Novell’s sale of assets was designed to divest the company of its various DOS products and assign the rights to any antitrust litigation related to those products. Specifically, the Agreement provided that “Novell shall grant, transfer, convey, and assign to Caldera all of Novell’s right, title, and interest in and to any and all claims or causes of action held by Novell at the Closing Date and associated directly or indirectly with any of the DOS Products or Related Technology.” J.A.1966-67. As defined in the Agreement, “DOS Products” included a list of thirteen products,3 consisting of “seven versions of Novell’s DOS operating system and six DOS-based software applications.” Appellant’s Br. at 12. The Agreement also defined “Related Technology,” explaining that the term encompassed “all existing technology ... necessary to the performance by the DOS Products of their intended functions or purposes.” J.A.1965.

As contemplated, Caldera filed suit against Microsoft the same day the Agreement was signed, alleging harm to “DR DOS and related PC operating system software.” J.A.1955. Three and one-half years later, in January 2000, Microsoft settled Caldera’s lawsuit. In exchange for being released from Caldera’s claims against it, Microsoft paid Caldera $280 million. Per their agreement, Caldera [257]*257provided Novell with about $85.5 million of this settlement.4

B.

In November 2004, Novell filed the six-count antitrust action underlying this appeal.5 As relevant here, Count I asserted that Microsoft had “engag[ed] in anticompetitive conduct to thwart the development of products that threatened to weaken the applications barrier to entry” to the operating systems market.6 J.A. 100. Specifically, it contended that Microsoft’s conduct had damaged “Novell’s WordPerfect word processing applications and its other office productivity applications in violation of Section 2 of the Sherman [Antitrust] Act, 15 U.S.C § 2.” Id.
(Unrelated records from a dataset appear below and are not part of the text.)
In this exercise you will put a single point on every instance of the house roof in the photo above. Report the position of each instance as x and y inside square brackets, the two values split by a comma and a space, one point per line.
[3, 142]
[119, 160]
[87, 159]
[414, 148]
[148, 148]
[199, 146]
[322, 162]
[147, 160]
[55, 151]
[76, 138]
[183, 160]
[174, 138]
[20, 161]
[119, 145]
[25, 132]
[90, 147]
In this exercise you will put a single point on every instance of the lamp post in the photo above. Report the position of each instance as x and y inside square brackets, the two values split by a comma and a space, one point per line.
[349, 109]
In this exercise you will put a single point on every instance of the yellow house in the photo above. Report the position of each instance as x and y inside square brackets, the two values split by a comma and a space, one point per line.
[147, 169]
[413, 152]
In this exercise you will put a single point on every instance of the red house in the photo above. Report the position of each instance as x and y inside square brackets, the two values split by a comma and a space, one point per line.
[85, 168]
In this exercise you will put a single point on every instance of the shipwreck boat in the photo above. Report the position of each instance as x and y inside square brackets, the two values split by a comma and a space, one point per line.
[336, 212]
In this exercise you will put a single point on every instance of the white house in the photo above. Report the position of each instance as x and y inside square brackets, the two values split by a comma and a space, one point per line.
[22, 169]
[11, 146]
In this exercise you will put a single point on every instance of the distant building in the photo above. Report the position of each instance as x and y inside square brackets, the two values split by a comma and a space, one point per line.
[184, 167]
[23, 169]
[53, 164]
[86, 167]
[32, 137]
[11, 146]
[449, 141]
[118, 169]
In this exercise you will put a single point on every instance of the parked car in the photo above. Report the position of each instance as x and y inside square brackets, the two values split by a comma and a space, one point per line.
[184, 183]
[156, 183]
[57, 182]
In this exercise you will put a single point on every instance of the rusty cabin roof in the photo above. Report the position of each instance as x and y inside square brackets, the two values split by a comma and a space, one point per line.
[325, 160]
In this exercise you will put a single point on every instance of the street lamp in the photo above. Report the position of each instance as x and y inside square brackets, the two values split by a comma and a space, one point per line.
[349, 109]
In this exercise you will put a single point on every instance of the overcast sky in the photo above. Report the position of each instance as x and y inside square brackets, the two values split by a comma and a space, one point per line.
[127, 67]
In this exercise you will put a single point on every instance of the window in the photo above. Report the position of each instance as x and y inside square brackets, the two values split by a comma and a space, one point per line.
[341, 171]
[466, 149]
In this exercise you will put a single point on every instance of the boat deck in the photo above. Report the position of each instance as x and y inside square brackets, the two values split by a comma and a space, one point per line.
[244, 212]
In Count VI, Novell alleged that Microsoft had made exclusionary agreements with original equipment manufacturers, which restricted the licensing of Novell’s software applications, in unreasonable restraint of trade.
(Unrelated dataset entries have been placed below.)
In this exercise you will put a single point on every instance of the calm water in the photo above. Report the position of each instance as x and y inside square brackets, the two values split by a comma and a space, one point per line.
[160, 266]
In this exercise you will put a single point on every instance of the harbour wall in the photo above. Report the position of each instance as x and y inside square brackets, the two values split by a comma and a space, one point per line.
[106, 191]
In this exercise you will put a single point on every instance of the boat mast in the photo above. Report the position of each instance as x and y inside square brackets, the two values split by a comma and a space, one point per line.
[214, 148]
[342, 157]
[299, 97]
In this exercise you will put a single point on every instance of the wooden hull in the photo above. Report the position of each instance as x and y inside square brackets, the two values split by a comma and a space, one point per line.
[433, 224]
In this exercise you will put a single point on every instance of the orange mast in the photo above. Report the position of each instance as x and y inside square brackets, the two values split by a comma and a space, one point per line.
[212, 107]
In June 2005, the district court granted Microsoft’s motion to dismiss Counts II, III, IV, and V as untimely. However, it found that Novell had antitrust standing to proceed on Counts I and VI. In doing so, the court expressly rejected Microsoft’s argument that Novell had assigned its claims under Count I to Caldera as part of the sale of the DOS products. The court explained:

The fallacy in [Microsoft’s] argument is that the claim asserted in Count I, while arising from Microsoft’s monopoly in the operating system market, is for damage not to DOS or any other operating system but for damage to applications software. It is a far stretch to infer (and Microsoft has presented nothing to establish) that simply because DOS competed in the operating system market, such a claim was either a “direct” or “indirect” claim intended to be transferred from Novell to Caldera.

J.A. 108 (emphasis added). The district court subsequently granted Microsoft’s request that it certify its ruling for interlocutory review.
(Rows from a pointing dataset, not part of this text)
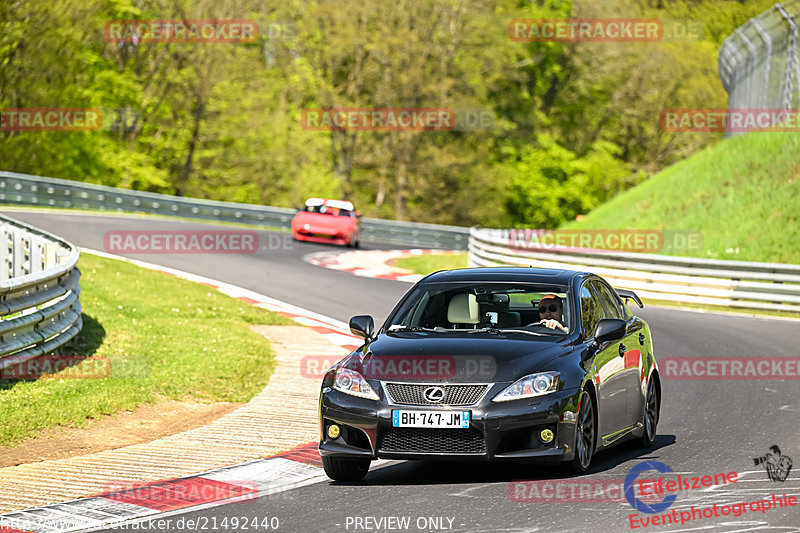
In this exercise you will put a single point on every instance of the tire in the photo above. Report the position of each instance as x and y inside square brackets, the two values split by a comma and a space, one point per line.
[345, 470]
[585, 430]
[651, 411]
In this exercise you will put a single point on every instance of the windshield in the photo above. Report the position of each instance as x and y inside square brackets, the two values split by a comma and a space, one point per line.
[449, 307]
In October 2007, we affirmed the district court’s dismissal of Counts II, III, IV, and V, as well as its determination that Novell had standing to bring Counts I and VI. See Novell, Inc., 505 F.3d at 322-23. In a brief footnote, we acknowledged Microsoft’s assertion that Novell had assigned its claims under Counts I and VI to Caldera and the district court’s rejection of that argument. Id. at 306-07 n. 10. However, because the issue was not before us, [258]*258we declined to reach it. Id. at 307 n. 10 (observing that our narrow grant of interlocutory appeal did not include issues related to the transfer of Counts I and VI).

Following our decision, the parties completed discovery on Counts I and VI and filed cross-motions for summary judgment. On March 30, 2010, the district court granted Microsoft’s motion for summary judgment.

As to both Count I and Count VI, the district court reversed its earlier interpretation of the Agreement.